The researchers drew participants from the Atherosclerosis Risk in Communities Study, which included more than 15,700 participants between the ages of 44 and 66. All the participants had a baseline examination and were invited for follow-up visits over 10 years from the late 1990s until 2012.
At the fourth visit, 7,466 participants had a clinical dental examination. Those with a previous history of cancer were excluded. The current study differed from previous studies in that it included this dental examination, the authors noted.
During the examination, probing depth and gingival recession were measured at six sites on all teeth. These two values were summed for attachment loss as a measure of periodontal destruction. The categories included no/mild periodontitis (less than 10% of sites with attachment loss of 3 mm or less), moderate, severe (30% or more of sites with attachment loss greater than 3 mm), and edentulous.
The researchers reported an 80% increase in the risk of colon cancer for patients who were edentulous at baseline. Interestingly, the risk for lung cancer also increased twofold for those with severe periodontitis who had never smoked, compared with those participants with no or mild periodontitis.
The researchers found that not smoking apparently did not alleviate the risk for lung cancer, according to co-author Elizabeth Platz, ScD, deputy chair of the department of epidemiology at the Johns Hopkins Bloomberg School of Public Health.
"When we looked at data for the people who had never smoked, we also found evidence that having severe periodontal disease was related to an increased risk of lung cancer and colorectal cancer," she stated.

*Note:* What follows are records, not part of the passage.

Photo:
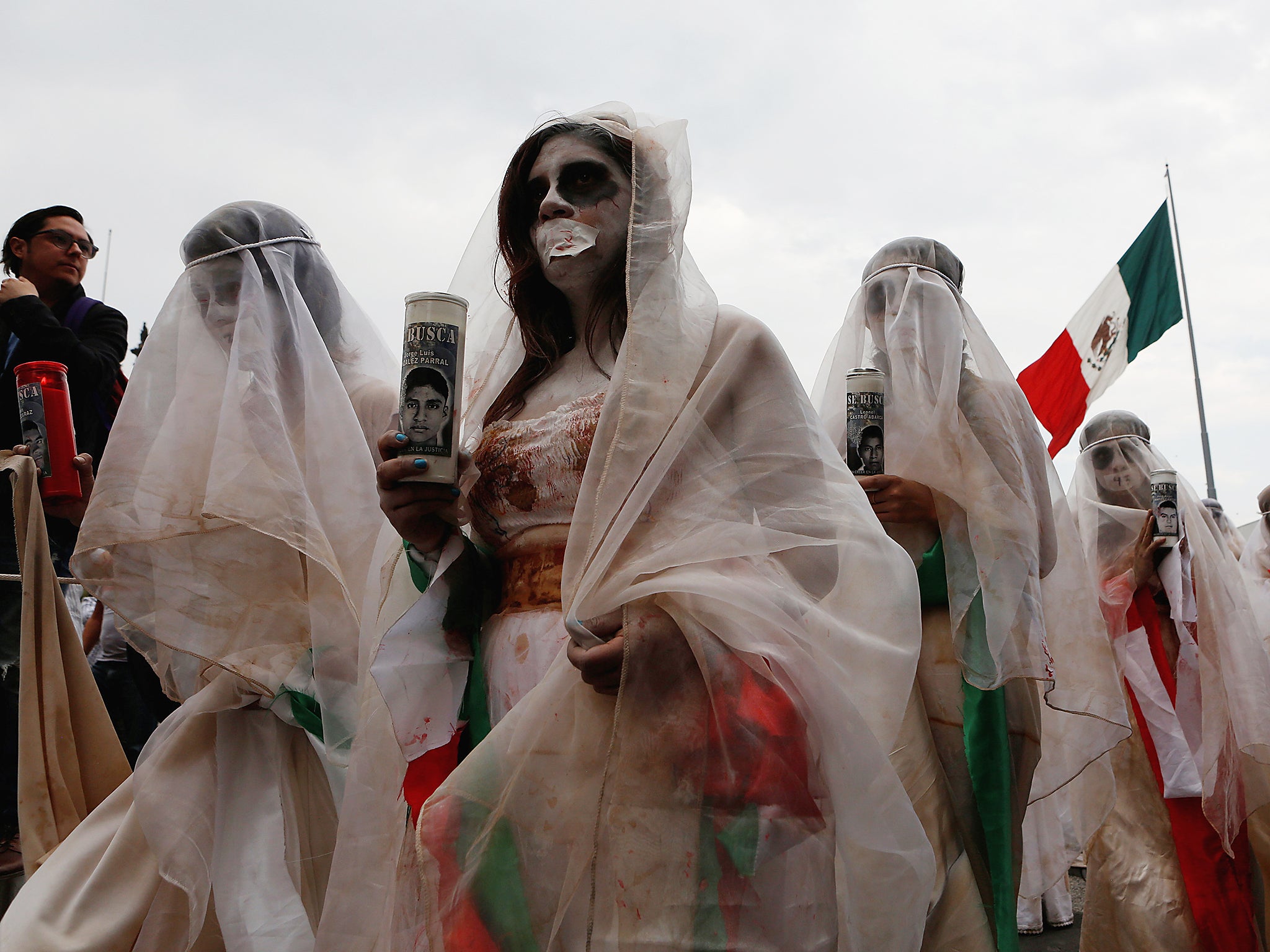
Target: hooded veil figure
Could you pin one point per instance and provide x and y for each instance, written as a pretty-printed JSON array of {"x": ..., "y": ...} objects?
[
  {"x": 711, "y": 771},
  {"x": 1006, "y": 598},
  {"x": 1226, "y": 531},
  {"x": 231, "y": 528},
  {"x": 1173, "y": 867}
]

The researchers did not find any links between periodontitis and increased risks of breast, prostate, or blood/lymphatic cancers. However, they reported that the association between severe periodontitis and total cancer risk was stronger in men and null in women, compared with those participants with no or mild periodontitis. Also, links were generally weaker or not apparent among black participants, with the exception of lung and colorectal cancers, for which associations were similar by race.
Reducing cancer deaths
The authors cited the size of the study population as the main limitation of their study. Also, the dental examination took place at the fourth visit, which was nine years into follow-up. In addition, they noted that classification of periodontal disease might be imperfect.

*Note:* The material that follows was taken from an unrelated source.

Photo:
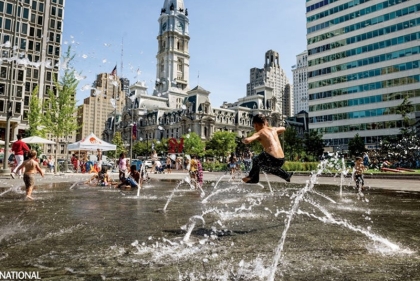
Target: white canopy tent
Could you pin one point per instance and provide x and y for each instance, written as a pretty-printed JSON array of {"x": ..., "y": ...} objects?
[{"x": 91, "y": 143}]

However, they noted that their study provides further evidence that cancer risk is higher in individuals with periodontitis. But more research is needed to understand the cancer site-specific and racial differences, they added.
"Additional research is needed to evaluate if periodontal disease prevention and treatment could help alleviate the incidence of cancer and reduce the number of deaths due to certain types of cancer," Michaud stated.